| name | ai-tool-evaluator |
| description | Research and evaluate AI tools for the Nonprofit AI Safety Guide. Performs comprehensive due diligence across 9 evaluation criteria (data privacy, security, ToS, accessibility, pricing, environmental, ethical training, enterprise controls, sector commitment). Gathers evidence from vendor documentation, privacy policies, security certifications, and third-party sources. Generates ratings (0-3 per criterion), calculates weighted scores (0-100), and produces Supabase SQL insert statements. Use when adding a new AI tool to the guide or re-evaluating an existing tool. |
AI Tool Evaluator for Nonprofit AI Safety Guide
Research, evaluate, and add new AI tools to the Nonprofit AI Safety Guide with comprehensive due diligence across all 9 evaluation criteria.
Required Inputs
Before starting evaluation, gather the following information:
Required
- Tool Name - The official name of the AI tool
- Vendor/Company - The organization that makes/owns the tool
- Website URL - The official tool website
- Categories - One or more from:
writing,images,productivity,fundraising,data,communication,research,program
Optional (Will Be Researched If Not Provided)
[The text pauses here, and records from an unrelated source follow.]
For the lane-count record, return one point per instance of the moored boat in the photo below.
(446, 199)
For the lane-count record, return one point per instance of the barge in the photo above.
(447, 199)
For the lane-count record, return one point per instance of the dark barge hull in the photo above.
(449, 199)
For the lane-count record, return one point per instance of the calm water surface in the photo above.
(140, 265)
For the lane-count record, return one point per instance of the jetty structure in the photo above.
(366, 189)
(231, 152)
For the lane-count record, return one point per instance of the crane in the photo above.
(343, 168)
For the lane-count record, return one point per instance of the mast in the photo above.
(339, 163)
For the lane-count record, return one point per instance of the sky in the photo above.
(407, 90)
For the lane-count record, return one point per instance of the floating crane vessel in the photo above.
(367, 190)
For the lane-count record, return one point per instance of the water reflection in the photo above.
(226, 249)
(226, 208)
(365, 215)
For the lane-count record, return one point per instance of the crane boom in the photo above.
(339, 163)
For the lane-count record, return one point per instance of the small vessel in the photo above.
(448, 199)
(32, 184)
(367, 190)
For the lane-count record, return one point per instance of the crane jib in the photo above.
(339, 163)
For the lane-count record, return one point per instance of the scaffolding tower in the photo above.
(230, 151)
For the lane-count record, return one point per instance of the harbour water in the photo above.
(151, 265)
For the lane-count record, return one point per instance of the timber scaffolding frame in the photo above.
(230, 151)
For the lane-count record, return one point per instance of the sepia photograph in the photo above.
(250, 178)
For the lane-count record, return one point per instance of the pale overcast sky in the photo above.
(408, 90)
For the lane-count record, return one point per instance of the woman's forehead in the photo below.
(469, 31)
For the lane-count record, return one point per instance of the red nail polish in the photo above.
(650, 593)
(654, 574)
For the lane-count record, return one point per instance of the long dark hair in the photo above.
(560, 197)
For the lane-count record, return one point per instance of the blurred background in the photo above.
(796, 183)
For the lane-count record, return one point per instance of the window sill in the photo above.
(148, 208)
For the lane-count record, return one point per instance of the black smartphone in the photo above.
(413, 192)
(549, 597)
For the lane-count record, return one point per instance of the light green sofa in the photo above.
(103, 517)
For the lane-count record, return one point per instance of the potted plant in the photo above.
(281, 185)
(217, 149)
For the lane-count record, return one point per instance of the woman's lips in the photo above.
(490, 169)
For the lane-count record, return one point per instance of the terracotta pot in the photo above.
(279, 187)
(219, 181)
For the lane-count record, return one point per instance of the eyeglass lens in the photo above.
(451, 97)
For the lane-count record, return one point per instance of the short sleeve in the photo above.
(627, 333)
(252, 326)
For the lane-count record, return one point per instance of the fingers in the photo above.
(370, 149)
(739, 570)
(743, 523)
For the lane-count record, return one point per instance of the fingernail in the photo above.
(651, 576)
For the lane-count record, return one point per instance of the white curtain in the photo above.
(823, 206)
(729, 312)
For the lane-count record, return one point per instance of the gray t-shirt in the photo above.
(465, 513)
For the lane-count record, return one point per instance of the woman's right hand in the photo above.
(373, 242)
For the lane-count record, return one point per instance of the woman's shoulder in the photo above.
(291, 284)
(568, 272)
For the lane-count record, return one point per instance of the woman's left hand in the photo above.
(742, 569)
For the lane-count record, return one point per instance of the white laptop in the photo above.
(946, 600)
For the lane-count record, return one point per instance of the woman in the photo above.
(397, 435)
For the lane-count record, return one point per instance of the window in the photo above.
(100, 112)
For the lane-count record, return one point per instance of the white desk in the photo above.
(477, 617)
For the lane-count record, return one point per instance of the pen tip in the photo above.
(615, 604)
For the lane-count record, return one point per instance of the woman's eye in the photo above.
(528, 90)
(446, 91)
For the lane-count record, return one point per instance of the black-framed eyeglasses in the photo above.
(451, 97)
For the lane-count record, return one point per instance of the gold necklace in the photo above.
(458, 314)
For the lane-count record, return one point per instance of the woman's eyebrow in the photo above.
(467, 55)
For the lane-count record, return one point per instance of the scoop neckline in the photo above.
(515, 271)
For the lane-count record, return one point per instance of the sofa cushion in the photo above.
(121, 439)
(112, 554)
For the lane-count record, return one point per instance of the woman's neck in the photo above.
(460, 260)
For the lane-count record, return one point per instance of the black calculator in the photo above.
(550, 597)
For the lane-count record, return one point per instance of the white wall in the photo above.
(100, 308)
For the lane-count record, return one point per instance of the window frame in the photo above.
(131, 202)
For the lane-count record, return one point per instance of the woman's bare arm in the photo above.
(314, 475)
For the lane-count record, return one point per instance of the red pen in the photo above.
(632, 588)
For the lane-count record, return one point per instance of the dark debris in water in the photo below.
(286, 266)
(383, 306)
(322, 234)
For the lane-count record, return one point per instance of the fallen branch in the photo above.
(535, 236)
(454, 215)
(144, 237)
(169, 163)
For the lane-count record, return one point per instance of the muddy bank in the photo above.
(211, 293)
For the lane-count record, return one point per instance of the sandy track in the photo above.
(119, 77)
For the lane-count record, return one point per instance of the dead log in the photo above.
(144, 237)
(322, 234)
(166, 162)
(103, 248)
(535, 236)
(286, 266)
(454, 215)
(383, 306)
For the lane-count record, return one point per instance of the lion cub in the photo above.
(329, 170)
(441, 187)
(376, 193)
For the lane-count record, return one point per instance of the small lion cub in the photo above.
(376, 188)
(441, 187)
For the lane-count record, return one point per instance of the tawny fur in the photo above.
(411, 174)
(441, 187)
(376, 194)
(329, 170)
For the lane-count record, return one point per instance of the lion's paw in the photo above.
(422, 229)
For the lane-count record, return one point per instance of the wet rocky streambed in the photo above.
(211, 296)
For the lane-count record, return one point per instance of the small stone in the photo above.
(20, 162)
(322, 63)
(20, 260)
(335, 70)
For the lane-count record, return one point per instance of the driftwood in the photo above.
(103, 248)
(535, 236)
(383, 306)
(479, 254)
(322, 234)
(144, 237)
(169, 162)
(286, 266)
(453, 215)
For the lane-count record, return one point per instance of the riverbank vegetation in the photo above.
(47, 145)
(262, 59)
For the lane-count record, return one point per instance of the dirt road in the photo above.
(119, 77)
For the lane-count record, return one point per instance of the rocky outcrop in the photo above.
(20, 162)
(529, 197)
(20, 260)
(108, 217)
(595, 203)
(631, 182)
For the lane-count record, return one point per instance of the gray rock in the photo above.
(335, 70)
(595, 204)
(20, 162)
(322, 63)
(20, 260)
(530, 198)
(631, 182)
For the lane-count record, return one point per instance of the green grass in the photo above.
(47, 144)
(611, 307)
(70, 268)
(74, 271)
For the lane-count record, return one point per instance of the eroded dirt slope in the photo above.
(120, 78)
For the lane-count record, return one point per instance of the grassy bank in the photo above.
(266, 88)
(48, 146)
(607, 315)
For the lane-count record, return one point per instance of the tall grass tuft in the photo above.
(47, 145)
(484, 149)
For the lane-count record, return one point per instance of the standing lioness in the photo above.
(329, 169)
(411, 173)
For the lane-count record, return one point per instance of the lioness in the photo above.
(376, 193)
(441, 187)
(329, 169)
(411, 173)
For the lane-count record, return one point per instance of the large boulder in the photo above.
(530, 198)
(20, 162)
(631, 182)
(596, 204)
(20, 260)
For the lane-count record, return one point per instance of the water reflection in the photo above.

- Description - Brief description of what the tool does (1-2 sentences)
- Logo URL - Direct URL to tool's logo image
- Tiers to Evaluate - Free, Pro, Enterprise, API (default: evaluate all available)
- Specific Concerns - Any particular areas to investigate deeply
- Priority Reason - Why this tool is being evaluated now
Evaluation Process
Phase 1: Information Gathering
Use web search and web fetch to gather information from these sources:
Primary Sources (Required)
- Official Privacy Policy - Search: "[tool name] privacy policy"
- Terms of Service - Search: "[tool name] terms of service"
- Security Documentation - Search: "[tool name] security SOC2 compliance"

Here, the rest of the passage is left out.